Can you find it? hdu 2141

Can you find it?

Time Limit: 10000/3000 MS (Java/Others)    Memory Limit: 32768/10000 K (Java/Others)
Total Submission(s): 7954    Accepted Submission(s): 2073

Problem Description

Give you three sequences of numbers A, B, C, then we give you a number X. Now you need to calculate if you can find the three numbers Ai, Bj, Ck, which satisfy the formula Ai+Bj+Ck = X.

 

Input

There are many cases. Every data case is described as followed: In the first line there are three integers L, N, M, in the second line there are L integers represent the sequence A, in the third line there are N integers represent the sequences B, in the forth line there are M integers represent the sequence C. In the fifth line there is an integer S represents there are S integers X to be calculated. 1<=L, N, M<=500, 1<=S<=1000. all the integers are 32-integers.

 

Output

For each case, firstly you have to print the case number as the form "Case d:", then for the S queries, you calculate if the formula can be satisfied or not. If satisfied, you print "YES", otherwise print "NO".

 

Sample Input

  
  

   
   3 3 3
1 2 3
1 2 3
1 2 3
3
1
4
10
  
  

 

Sample Output

  
  

   
   Case 1:
NO
YES
NO
  
  

 

Author

wangye

 

Source

HDU 2007-11 Programming Contest

 

Recommend

威士忌

二分

题目大意：分别给定三组A、B、C的值和S值，问是否能找到Ai、Bj、Ck，使得Ai+Bj+Ck = S。
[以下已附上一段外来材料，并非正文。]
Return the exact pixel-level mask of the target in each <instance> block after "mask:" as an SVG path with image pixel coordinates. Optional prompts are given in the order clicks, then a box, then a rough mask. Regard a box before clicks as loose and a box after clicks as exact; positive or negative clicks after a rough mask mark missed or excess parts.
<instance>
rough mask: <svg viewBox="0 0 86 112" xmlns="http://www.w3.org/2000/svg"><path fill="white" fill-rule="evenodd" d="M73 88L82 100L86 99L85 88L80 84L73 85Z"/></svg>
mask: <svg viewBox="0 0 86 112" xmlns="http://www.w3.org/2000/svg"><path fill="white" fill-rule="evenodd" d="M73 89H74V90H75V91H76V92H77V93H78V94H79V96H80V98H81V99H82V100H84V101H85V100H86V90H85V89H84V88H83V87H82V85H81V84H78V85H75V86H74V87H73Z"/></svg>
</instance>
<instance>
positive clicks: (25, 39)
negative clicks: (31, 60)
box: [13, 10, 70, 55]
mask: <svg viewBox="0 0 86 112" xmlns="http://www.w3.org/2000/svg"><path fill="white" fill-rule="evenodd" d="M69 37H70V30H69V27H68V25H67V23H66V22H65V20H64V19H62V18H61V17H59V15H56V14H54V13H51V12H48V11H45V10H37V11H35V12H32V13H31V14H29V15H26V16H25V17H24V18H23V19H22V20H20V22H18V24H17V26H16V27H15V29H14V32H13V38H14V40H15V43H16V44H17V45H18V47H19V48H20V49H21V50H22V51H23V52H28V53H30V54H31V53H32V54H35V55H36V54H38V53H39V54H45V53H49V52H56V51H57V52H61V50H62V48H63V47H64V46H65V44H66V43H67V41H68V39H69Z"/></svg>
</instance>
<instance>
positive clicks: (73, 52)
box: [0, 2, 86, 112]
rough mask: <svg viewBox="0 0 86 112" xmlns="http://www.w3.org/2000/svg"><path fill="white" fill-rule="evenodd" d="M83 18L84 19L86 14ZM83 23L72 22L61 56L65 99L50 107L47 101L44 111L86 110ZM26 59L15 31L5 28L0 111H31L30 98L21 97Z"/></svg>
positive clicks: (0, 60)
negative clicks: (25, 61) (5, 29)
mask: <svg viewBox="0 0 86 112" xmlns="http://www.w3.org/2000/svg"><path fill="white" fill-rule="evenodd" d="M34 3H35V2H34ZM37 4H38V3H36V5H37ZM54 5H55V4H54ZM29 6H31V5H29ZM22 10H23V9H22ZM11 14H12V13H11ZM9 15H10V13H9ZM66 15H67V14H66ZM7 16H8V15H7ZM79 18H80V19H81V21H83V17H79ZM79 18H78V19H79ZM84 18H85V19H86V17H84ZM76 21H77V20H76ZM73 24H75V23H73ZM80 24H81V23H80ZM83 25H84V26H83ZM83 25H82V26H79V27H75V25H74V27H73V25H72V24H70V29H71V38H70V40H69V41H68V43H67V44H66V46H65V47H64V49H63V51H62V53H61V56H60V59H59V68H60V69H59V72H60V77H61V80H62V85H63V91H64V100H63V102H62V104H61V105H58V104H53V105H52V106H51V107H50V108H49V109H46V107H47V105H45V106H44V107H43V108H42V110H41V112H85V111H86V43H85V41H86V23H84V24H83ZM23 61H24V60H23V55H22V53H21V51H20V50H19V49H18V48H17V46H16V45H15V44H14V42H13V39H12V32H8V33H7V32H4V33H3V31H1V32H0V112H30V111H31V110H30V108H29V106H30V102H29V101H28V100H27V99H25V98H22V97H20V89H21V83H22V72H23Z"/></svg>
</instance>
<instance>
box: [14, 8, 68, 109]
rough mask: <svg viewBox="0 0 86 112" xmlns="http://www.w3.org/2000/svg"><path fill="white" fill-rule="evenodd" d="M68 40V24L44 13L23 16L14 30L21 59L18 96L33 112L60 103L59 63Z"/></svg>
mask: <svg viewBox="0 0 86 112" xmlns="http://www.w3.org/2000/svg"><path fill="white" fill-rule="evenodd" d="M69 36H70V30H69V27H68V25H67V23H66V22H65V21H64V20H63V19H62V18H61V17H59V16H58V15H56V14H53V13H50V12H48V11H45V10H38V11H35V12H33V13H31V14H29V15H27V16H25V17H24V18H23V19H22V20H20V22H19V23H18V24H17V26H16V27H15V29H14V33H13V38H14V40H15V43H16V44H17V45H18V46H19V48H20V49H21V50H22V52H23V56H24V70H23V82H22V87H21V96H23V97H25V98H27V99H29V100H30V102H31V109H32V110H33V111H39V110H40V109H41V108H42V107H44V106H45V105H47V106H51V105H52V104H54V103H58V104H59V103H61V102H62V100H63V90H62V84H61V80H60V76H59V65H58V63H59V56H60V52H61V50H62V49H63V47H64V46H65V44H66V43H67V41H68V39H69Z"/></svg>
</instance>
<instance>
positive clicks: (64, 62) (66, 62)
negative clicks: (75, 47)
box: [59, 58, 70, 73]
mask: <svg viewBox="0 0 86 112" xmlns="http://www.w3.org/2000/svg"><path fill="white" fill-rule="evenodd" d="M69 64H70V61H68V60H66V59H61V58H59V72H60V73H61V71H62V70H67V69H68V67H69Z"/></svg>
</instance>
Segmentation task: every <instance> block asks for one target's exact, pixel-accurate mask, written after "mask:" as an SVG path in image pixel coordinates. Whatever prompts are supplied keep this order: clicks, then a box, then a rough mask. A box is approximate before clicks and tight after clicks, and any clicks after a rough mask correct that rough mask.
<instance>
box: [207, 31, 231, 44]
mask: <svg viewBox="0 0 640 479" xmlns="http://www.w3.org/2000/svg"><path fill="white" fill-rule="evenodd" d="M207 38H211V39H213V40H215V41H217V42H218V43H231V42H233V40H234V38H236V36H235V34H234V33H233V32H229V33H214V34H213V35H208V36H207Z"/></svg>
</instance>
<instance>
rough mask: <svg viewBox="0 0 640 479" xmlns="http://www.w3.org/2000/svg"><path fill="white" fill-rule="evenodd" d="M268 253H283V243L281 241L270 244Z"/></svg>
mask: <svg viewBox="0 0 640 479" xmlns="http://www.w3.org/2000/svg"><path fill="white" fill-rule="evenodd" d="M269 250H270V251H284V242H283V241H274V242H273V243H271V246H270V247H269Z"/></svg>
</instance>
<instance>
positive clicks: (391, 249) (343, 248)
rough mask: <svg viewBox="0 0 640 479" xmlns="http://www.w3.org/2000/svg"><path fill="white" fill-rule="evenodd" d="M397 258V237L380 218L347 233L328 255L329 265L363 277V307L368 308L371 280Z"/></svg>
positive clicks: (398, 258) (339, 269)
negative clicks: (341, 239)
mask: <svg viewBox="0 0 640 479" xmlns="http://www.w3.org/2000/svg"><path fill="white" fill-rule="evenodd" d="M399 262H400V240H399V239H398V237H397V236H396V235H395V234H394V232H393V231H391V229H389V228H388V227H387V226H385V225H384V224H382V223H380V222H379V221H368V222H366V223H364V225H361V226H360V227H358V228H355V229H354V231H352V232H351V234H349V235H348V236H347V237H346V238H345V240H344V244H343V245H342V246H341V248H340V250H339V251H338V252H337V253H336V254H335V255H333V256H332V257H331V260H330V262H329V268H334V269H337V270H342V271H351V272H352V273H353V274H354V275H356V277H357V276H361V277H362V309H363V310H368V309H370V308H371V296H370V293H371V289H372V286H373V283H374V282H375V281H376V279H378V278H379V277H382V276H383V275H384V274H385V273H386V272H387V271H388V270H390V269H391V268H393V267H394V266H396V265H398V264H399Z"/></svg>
将a数组和b数组先相加成一个数组sab[500*500]。这样就相当于sab[i] + c[j] = s。

再变形一下， sab[i] = s - c[j].
这样只要在sab数组中用二分查找是否存在s-c[j]就可以了。

#include<iostream>
#include<algorithm>
using namespace std;
int a[505],b[505],c[505],sab[250005];
bool find(int s,int b,int e)
{
    if(b>e)return false;
    int mid=(b+e)/2;
    if(sab[mid]==s)
    return true;
    else if(sab[mid]>s)
    find(s,b,mid-1);
    else
    find(s,mid+1,e);
    
}
int main()
{
    int L,N,M,S;
    int i,x,j;
    int cnt=1;
    while(scanf("%d%d%d",&L,&N,&M)!=EOF)
    {
        int k;
        for(i=0;i<N;i++)scanf("%d",&a[i]);
        for(i=0;i<M;i++)scanf("%d",&b[i]);
        for(i=0;i<L;i++)scanf("%d",&c[i]);
    
        for(k=0,i=0;i<L;i++)
            for(j=0;j<N;j++)
                sab[k++]=a[i]+b[j];
        sort(sab,sab+k);
        scanf("%d",&S);
        cout << "Case " << cnt++ << ":\n";
        for(i=0;i<S;i++)
        {
              scanf("%d",&x);
            for(j=0;j<M;j++)
            {
                if(find(x-c[j],0,k-1)) //查找是否有满足的和
                  break;
            }
                if( j == M)
                cout << "NO\n";
                else
                cout << "YES\n";
        }
    }
    return 0;
}